An Ontario Provincial Police car in Hawkesbury, ON.
Credit James Morgan / NCPR News

In Brockville, crime has gone up in the past five years and the small, scenic, and historic city has a CSI level of 136. Thefts and property crimes went down, so did youth crimes, impaired driving and most drug-related crimes. What appears to have hurt Brockville’s ranking was one homicide, which gave it a higher average for its population. The Canadian average CSI for homicides is 1.76 per 100,000 people and Brockville’s population is 21,639, which led to a homicide average of 4.62.

Cornwall’s CSI is 103, although there were no recent homicides in the city of 48,012. Assaults are down, robberies are down and so are some drug offenses. However, firearms offenses, breaking and entering, fraud, impaired driving and trafficking of illegal cannabis have all increased.

To the north in Hawkesbury, with a CSI of 68th place and a population of 10,328, the news was met with spirited responses on social media. Many commenters referred to high unemployment and generational poverty as the main reasons.

It is true, Hawkesbury was once a major manufacturing town. First, the paper mills and sawmills shut.  Then the big manufacturers like Amoco, whose plant made synthetic rubber underlay for carpet, closed, followed by PPG glass, where automobile windshields were once produced.

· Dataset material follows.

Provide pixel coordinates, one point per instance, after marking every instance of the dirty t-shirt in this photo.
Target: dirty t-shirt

There are still several manufacturing plants in Hawkesbury, but the big ones are gone and it sometimes seems like things never really recovered.

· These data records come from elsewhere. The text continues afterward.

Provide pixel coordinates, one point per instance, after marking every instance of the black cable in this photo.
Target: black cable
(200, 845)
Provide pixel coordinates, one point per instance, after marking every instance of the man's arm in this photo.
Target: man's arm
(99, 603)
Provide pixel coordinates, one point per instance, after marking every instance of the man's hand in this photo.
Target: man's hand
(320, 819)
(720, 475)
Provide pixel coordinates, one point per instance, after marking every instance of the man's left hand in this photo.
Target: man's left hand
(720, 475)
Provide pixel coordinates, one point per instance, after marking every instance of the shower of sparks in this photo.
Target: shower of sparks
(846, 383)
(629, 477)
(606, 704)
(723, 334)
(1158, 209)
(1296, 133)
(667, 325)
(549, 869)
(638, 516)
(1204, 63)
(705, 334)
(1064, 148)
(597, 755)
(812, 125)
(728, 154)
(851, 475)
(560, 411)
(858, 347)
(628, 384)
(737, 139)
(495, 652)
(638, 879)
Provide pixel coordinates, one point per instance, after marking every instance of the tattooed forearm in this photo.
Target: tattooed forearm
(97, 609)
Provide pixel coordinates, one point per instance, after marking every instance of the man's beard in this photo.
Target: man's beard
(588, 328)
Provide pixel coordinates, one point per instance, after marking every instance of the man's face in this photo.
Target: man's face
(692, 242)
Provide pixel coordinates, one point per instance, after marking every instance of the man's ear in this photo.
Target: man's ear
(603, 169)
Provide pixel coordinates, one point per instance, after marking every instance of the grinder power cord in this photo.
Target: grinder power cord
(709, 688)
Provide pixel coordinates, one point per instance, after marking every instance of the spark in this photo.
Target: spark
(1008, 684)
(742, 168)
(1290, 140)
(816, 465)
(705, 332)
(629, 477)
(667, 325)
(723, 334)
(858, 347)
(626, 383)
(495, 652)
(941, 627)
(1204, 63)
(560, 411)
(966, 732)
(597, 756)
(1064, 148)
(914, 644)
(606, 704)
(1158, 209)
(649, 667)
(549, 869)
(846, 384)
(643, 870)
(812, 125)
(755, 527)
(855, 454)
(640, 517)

At a closer look, crime in Hawkesbury has decreased. Its total CSI is 90, but assaults and sexual assaults have increased, and fraud has surged, all at levels far above national averages. Impaired driving has dropped and so has illegal cannabis trafficking and production. However, production and trafficking of cocaine and other illegal hard drugs has increased. There were zero firearms offenses or youth crimes for Hawkesbury.

Kingston, the second-largest eastern Ontario city, with a population of 132,943, has a CSI of 76. Overall crime has increased in Kingston. The homicide rate went down, but there was still one case. Assaults have declined, but sexual assaults and firearms offences have increased. Robberies and frauds have declined, but break-and-enter offenses have gone up. All drug-related offenses in Kingston have gone down.

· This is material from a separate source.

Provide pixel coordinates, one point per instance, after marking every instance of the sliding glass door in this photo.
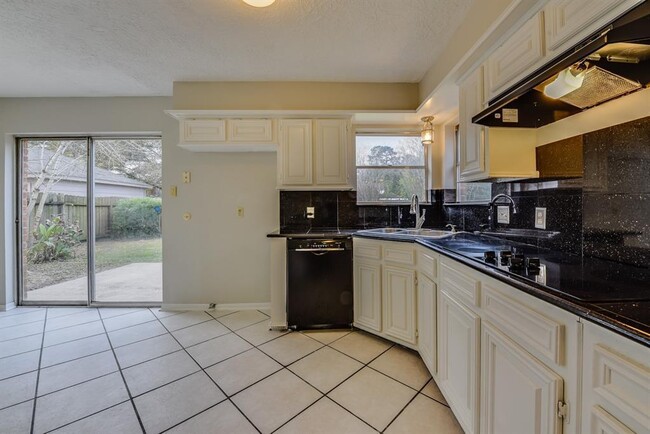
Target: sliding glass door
(90, 220)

Is ranking the crime statistics for every town and city in a country a good idea? What does it do for the morale and efforts by citizens to improve their communities? It could either encourage municipal governments, business leaders and civic organizations to do more to reduce crime and improve living conditions, or it could cause a sense of resignation among residents that the place is beyond hope and will always have problems with crime.

Are such lists useful to social services agencies as they attempt to reduce the problems that are often associated with high crime rates? Or do such rankings cause a sense of bewilderment to set in and lead to less aggressive efforts to reduce the problems? The same questions apply to business. Would a business locate in a city because it had high unemployment and social problems that more jobs could help reduce? Or would it skip over the city because it looked like a bad place with an unreliable workforce and a poor quality of life for the law-abiding employees?

Those are all important things to consider when communities are so publicly ranked based on their crime rate.